Locke will meet with House Speaker Clyde Ballard, R-Wenatchee, on Saturday to discuss the issue.
The plan, which Coffey says doesn’t have the needed 50 votes in the House, is still alive, although one stadium supporter said he will ignore it for now.
“We don’t care about the Senate version,” said Rep. Steve Van Luven, a Bellevue Republican who has led efforts to build a new stadium in the House. “The Senate bill is moot.”
Van Luven has a new plan that he says will get 50 votes, if party leadership allows him to propose it. He says it is the eighth alternative he has proposed since SB5999 passed in the Senate. Football Northwest, Allen’s lobbying group, objected to the others, which would have asked for more money from the billionaire.
“Everything I’ve presented to them, they haven’t liked,” Van Luven said. “Olympia is made up of compromise and they don’t know how to do that.”
Any bill different from SB5999 would also have to be approved by the Senate before heading to the governor’s desk. It is unlikely such legislation would be embraced by Football Northwest.
“If it does put a bigger hit on us, the answer again would be no,” Coffey said. “They can go with a different plan if they want to. The only plan we’re going to go with is the governor’s plan.”
Some argue a different plan could give the Legislature some leverage.
“We could throw something out there and (Allen) could take it or leave it,” said Rep. Duane Sommers, a Spokane Republican. “That’s what he is doing to us.”

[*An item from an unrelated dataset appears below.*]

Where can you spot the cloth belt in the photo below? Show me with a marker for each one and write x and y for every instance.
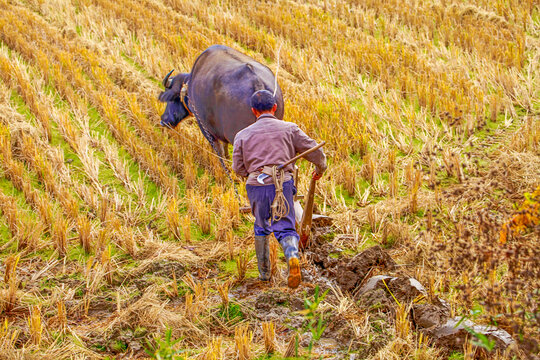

With most bills not related to the budget facing a 5 p.m. deadline for passage, Ballard opted to conduct votes on other bills. A lengthy stadium debate would have come at the expense of other legislation.
“(Ballard) has a full agenda and football is not on it,” Van Luven said. “I don’t blame him. We’ve got some real problems.”
Ballard said he won’t allow a vote unless there are enough votes to pass it.
“(Stadium supporters) think there’s some kind of plot to block a vote on it,” Ballard said. “The problem is they don’t have the votes. If they have the votes we will give them a chance to vote on it.”
Ballard is also getting frustrated with the pressure being applied to pass the bill. On the floor Friday afternoon, he said legislative aides have been receiving abusive phone calls from people wanting a stadium vote before 5 p.m. He encouraged members to tell their aides to hang up on such calls.
“Unfortunately, people don’t seem to understand we have an agenda here such as the budget,” Ballard said.
Rep. Tim Sheldon, a Hoodsport Democrat who opposes putting the stadium on the ballot, was ready anyway. He distributed nine amendments to House members, which would have largely gutted the bill.
“I don’t think you can just say, ‘Let the people decide,”’ Sheldon said. “There’s a tremendous amount of money that can be spent on a public relations campaign to win the election.”
Though four of five Eastern Washington senators voted in favor of putting the stadium on the ballot, area House members haven’t budged from their opposing stance. Many aren’t as concerned about the financing proposals as they are about the notion of tearing down the Kingdome for a new facility.
Others simply don’t know how a stadium in Seattle would benefit Spokane.
“It doesn’t benefit us in Spokane. It is a detriment,” Sommers said. “However we pay for it, it’s investment in someone else’s town.”